When I got the first look at this series from Dynamite, I had no idea what the hell they were going to do to bring these two properties together. It isn’t like the Shadow can fight the evil of the Twilight Zone, and while the roots of both can be traced back to origins as sub-genres of science fiction, these two franchises really couldn’t be more different. The Shadow battles evil in all of its shapes and guises, using mystery and fear as weapons against the criminal element (they are a cowardly and superstitious lot, after all…). The Twilight Zone has been presented as an anthology series, using elements of sci fi to conceal, and reveal, social commentary. There is no way could the two work in together, right?

But wait. Back in the first issue, the Shadow was being faced with the accusation that he’d neglected Kent Allard, that Allard was no longer the “true identity”. He had become, first and foremost, the Shadow, and Allard had simply become one of the many masks that he wore from time to time. With that in mind, what we have now is a character play in which we’re faced with questions of identity. If the Shadow isn’t the assumed persona, if the identities of Allard and Cranston are nothing more than their public faces, how does he cope when he’s separated from what he knows to be true? How does he handle being dropped into a role he only pretends to be?
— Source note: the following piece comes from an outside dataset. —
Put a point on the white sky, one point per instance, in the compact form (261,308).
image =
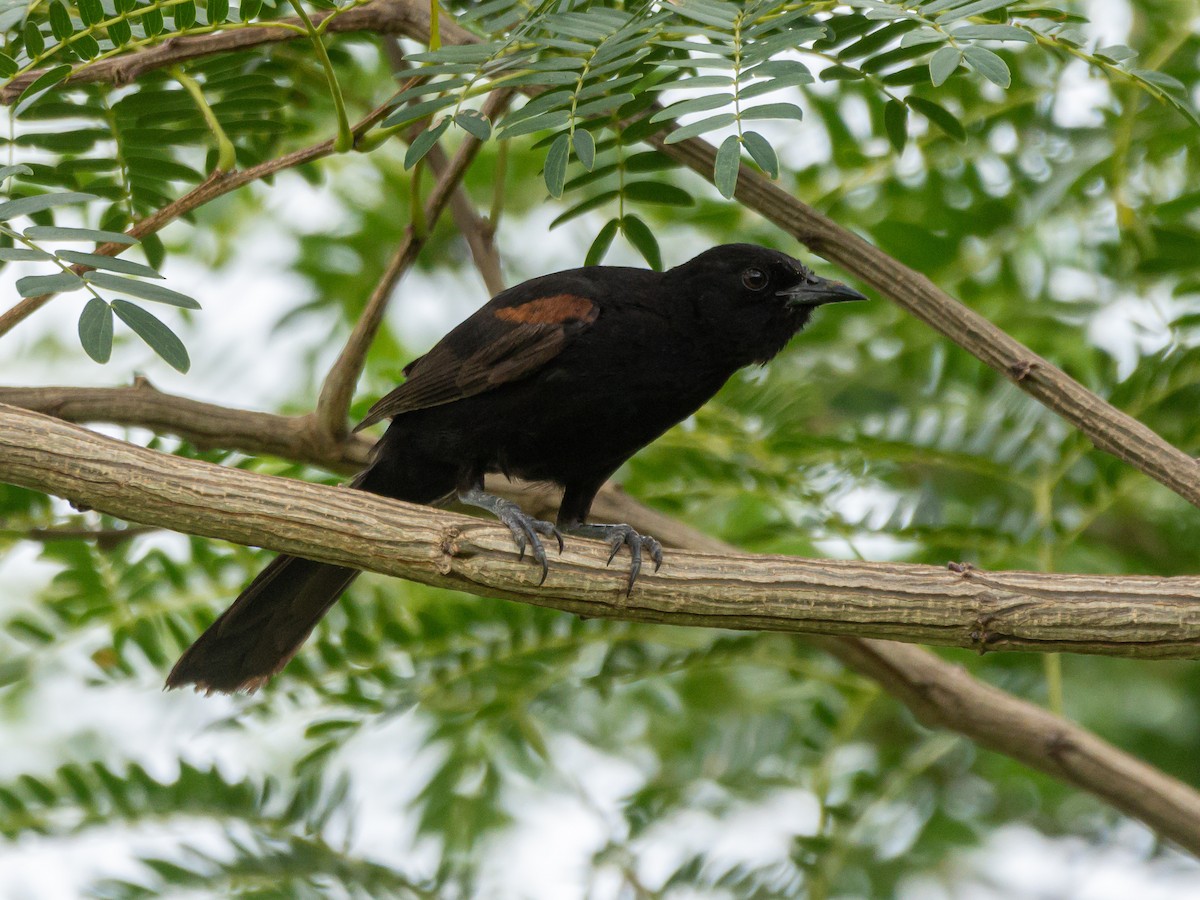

Now add a layer to that. What happens when the ruthless crimefighter, the one who knows what evil lurks in the hearts of men, master combatant and tactician, is faced with an entirely new reality? A reality in which he’s not Allard, Cranston, or the Shadow, but merely the guy who portrays him on a radio program? Still knowing everything that he knows, assuming he’s not just some dude having a wicked psychotic break, how does the Shadow unravel the mystery and make his way back to where he belongs? Seeing as The Twilight Zone was always better at presenting issues and posing questions than it was at resolving mysteries, there’s no guarantee that this whole story isn’t about an actor, Preston Springs, getting too caught up in his on-air persona, and losing himself in the process.

Kudos to Dynamite for giving the reins over to the creative team of David Avallone and Dave Acosta. So far they’ve done a great job of presenting questions of identity, assumed and otherwise, in a story that has more going on than shootouts and villains.